Line Parameter Estimation
Overhead transmission lines’ parameters are of great importance to the normal operation of the power system. The inaccuracy of the parameters of transmission lines will result in negative impact on the analysis of the power system, such as the power flow calculation, short circuit calculation, fault analysis, relay settings, fault location and so on. It will also affect the operating mode selection. It can be seen that acquiring accurate parameters of transmission lines is crucial. Traditionally the line parameters are measured off-line. However there might have large difference between the offline and on-line parameters due to operating temperature, skin effect of the current and other factors (weather, environment and geography). Moreover, off-line measuring approach needs several kinds of meters and usually complex wiring. Therefore, on-line parameter identification gains great interests, especially after the advent of WAMS The synchrophasor technology opens a new path to on-line parameter identification. There is a quickly increase in the number of PMU commissioned in power grid. Deployment of WAMS makes PMU data based on-line parameter identification of overhead transmission lines becomes possible. It should be pointed out that accurate on-line parameter identification is good not only for the operating calculation (power flow, fault analysis and so on), but also for early warning of abnormal operating condition. Conductor sag of overhead transmission lines is one of the root reasons of faults. If the conductor sag can not be identified in early stage, then the transmission line might be lower enough to touch trees and get grounding fault. Conductor sag might happen due to overload, wind, ice-coating of the transmission line, etc.

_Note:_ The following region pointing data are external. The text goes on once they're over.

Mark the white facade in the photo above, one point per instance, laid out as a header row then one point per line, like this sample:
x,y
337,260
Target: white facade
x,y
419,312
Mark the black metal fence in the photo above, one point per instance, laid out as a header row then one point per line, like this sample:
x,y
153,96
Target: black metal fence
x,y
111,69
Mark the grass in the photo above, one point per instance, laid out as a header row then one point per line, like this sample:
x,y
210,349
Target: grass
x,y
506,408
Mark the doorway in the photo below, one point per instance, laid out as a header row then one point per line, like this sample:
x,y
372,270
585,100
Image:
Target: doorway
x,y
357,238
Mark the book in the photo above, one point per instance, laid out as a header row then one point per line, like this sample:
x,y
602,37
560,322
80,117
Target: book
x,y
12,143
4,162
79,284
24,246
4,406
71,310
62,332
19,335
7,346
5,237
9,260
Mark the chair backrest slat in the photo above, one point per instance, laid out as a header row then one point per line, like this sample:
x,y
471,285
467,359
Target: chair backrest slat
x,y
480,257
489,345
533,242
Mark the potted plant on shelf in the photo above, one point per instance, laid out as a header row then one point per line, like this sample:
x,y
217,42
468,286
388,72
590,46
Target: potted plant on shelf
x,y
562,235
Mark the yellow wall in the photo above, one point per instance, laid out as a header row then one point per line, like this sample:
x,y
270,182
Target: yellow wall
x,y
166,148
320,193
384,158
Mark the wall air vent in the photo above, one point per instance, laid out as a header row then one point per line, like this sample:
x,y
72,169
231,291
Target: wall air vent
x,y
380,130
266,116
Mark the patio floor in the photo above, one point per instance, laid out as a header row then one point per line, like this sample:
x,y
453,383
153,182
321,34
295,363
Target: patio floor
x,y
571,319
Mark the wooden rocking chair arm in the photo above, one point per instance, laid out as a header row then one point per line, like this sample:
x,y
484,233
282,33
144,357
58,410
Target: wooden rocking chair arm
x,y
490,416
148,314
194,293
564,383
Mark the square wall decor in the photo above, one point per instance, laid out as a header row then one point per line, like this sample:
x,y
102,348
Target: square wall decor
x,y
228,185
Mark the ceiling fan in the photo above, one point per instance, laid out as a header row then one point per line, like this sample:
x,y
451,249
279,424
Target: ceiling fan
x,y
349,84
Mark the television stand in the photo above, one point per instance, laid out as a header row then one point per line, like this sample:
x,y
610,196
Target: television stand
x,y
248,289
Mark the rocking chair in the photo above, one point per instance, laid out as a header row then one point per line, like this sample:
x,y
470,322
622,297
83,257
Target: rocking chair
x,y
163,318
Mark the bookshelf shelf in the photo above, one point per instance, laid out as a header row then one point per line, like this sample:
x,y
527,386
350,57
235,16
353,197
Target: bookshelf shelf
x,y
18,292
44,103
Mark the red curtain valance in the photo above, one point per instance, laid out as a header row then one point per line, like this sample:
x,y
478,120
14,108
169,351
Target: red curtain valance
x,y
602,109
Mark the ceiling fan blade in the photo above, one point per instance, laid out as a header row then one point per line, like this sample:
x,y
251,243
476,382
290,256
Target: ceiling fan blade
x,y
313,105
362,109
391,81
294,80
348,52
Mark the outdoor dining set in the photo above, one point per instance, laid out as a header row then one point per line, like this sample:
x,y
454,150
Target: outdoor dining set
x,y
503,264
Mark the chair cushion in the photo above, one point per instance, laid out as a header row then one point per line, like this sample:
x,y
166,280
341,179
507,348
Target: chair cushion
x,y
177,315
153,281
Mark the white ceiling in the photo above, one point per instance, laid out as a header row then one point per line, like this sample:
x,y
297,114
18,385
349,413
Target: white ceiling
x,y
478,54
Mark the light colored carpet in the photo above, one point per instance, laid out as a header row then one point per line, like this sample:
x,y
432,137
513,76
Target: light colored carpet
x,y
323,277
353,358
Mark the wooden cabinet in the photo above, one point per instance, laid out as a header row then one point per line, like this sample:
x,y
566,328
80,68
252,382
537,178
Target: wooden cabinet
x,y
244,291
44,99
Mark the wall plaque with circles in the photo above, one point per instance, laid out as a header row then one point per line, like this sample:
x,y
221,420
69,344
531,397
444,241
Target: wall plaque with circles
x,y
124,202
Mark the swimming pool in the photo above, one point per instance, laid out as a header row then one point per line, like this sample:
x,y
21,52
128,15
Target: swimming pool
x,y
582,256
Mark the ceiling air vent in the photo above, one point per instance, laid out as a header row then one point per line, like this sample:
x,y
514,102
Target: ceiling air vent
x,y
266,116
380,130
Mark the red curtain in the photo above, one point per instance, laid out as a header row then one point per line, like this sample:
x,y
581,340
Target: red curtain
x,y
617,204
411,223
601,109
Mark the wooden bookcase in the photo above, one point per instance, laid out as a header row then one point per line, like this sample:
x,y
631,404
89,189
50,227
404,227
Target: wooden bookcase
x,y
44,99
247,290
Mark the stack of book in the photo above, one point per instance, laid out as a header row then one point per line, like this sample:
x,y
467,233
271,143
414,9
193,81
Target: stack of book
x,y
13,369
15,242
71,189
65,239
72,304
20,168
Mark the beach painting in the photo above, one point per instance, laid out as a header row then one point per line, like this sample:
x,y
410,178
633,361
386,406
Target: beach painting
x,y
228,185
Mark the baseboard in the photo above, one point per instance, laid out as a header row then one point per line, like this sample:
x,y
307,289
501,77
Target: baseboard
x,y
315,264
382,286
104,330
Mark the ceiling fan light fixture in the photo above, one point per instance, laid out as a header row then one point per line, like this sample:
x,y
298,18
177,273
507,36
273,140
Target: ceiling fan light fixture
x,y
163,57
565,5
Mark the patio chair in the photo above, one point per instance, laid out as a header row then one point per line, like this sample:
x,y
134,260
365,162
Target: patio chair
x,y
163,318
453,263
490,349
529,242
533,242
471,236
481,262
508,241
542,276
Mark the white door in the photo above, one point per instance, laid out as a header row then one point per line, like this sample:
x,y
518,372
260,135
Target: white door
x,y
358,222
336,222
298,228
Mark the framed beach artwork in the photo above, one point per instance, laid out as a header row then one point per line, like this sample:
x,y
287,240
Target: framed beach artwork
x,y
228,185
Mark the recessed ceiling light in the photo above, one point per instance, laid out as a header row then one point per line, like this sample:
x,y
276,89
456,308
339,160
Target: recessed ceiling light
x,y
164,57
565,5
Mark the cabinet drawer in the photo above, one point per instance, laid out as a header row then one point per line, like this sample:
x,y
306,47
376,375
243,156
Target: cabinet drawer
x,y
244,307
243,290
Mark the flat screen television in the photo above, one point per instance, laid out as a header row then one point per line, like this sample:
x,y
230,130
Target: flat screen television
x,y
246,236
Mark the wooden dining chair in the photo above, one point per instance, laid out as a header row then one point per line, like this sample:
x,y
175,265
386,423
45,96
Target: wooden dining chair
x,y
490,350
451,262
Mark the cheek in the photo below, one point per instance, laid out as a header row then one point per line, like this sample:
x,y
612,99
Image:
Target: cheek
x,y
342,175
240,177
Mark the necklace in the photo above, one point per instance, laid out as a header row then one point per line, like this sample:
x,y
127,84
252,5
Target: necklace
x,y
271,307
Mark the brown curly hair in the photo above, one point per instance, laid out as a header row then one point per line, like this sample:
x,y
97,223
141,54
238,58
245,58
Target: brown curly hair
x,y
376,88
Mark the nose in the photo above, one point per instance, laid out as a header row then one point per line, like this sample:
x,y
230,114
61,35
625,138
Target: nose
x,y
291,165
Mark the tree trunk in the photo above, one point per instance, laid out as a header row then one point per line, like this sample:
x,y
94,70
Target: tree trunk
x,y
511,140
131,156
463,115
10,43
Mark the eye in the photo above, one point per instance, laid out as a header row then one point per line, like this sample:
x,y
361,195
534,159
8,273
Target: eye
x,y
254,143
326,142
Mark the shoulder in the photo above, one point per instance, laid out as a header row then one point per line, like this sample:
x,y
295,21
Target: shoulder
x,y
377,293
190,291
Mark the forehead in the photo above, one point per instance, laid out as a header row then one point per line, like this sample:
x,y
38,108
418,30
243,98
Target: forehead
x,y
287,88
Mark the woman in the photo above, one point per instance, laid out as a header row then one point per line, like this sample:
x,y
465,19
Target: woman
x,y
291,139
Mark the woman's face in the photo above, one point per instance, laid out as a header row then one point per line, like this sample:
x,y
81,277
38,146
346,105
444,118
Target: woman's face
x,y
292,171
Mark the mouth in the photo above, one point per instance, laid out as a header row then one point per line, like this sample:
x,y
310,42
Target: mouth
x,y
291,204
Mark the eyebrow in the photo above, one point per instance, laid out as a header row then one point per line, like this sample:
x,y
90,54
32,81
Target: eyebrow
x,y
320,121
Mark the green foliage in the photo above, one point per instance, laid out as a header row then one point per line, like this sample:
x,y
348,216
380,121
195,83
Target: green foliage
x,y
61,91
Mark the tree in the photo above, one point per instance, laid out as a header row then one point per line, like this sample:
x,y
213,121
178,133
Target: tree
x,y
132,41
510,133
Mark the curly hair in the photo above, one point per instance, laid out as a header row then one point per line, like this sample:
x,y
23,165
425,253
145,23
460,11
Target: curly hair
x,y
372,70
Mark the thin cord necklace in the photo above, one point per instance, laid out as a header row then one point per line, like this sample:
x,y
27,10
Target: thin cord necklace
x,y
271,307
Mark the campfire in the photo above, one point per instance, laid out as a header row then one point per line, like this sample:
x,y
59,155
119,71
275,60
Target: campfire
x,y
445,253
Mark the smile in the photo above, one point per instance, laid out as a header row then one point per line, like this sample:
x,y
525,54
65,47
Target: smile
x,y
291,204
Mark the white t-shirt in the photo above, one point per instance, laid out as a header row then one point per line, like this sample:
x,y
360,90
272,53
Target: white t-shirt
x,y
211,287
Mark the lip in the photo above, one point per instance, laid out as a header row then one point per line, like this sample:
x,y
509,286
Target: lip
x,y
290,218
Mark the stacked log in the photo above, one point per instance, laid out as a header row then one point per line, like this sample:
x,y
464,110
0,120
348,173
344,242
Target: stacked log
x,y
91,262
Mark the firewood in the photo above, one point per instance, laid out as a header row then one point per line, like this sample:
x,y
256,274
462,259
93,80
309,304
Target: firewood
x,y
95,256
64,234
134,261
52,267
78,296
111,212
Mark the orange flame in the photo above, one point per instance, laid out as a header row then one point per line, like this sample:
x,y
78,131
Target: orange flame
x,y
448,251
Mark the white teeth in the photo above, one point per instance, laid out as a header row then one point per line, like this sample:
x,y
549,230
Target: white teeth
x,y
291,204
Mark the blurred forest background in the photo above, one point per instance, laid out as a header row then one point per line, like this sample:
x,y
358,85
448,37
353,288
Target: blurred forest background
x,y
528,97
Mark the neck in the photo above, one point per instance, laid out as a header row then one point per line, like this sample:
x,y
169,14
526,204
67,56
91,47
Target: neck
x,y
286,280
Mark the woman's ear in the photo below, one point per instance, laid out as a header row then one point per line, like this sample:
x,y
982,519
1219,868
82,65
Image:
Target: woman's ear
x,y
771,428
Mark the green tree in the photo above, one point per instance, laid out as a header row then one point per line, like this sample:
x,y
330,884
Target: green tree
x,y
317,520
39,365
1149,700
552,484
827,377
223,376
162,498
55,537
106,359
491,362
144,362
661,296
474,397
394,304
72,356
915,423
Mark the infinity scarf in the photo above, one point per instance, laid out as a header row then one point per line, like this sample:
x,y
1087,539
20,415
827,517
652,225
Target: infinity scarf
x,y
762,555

Equipment Problem Detection
Detecting equipment problems early can prevent unplanned outages due to equipment failures. Equipment failures can cause customer outages, costly equipment replacement, and can even damage other equipment. Inspections, diagnostic tests, time-based maintenance, condition-based maintenance, repairs, minor overhauls, major overhauls, and even long-term lay-up are planned and scheduled at times that are least costly to the overall grid. Transmission owners strive to anticipate and prevent equipment failures and schedule equipment replacement or upgrades on a wellmanaged, non-emergency, safe, and cost-effective basis. Synchrophasor technology enhances the capability to detect and diagnose failing and malfunctioning equipment, allowing for replacement during planned outages. Traditional SCADA, monitoring at four second sampling rates, cannot detect many of the data variations that indicate problems. PMUs’ faster reporting rates make it possible to observe and analyze grid events and the condition of grid equipment in unprecedented detail. A number of project participants have identified incipient failures using synchrophasor data and been able to schedule orderly replacement of the problem equipment, avoiding or minimizing customer outages.